Prof. Pablo Michel Magalhães Licenciado em História - UPE Especialista em Docência da Filosofia - UCAM Mestre em História - UEFS
DAS CARTAS QUE ESCREVI…
É triste ficar longe de quem gostamos. Saudade, tristeza, medo de que o pior aconteça. Sonhamos à noite com o regresso de quem se foi, e contamos os dias para que possamos rever nossos entes queridos. Todos esses sentimentos estiveram presentes nas várias cartas que famílias e soldados trocavam, enquanto bombas, tiros e gases venenosos destruíam a saúde e a vida de muitos no campo de batalha.

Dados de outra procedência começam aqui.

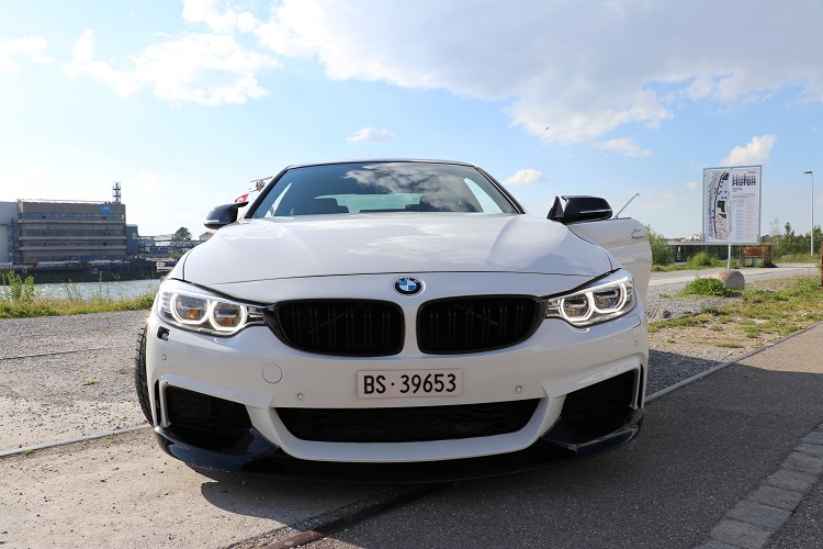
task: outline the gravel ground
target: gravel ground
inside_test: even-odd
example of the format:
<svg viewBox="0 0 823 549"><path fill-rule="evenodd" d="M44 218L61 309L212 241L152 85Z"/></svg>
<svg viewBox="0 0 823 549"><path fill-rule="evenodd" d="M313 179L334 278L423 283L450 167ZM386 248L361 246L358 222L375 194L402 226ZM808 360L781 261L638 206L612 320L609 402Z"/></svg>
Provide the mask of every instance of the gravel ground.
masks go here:
<svg viewBox="0 0 823 549"><path fill-rule="evenodd" d="M684 279L694 277L712 277L713 270L688 270L652 273L652 285L646 293L646 317L650 323L664 318L676 318L699 313L707 307L720 307L734 298L698 298L677 296L688 282ZM778 269L744 269L746 284L760 285L765 281L786 279L805 274L820 274L814 266ZM674 283L665 283L676 280ZM730 349L690 345L687 338L678 339L677 352L664 351L656 345L655 338L650 339L649 351L649 386L646 394L674 385L683 380L697 376L711 368L736 359L748 352L746 349Z"/></svg>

Quando a glória e as esperanças heróicas de uma guerra curta se foram, sobraram soldados cansados e abatidos, que ainda tinham a ordem de destruir o inimigo, homens que sequer conheciam. Quando a guerra atingiu sua fase de entrincheiramento, o tempo parecia ser o que menos importava: dias, meses, anos… O importante era ganhar terreno, ocupar os espaços do inimigo, vencê-lo pelo cansaço.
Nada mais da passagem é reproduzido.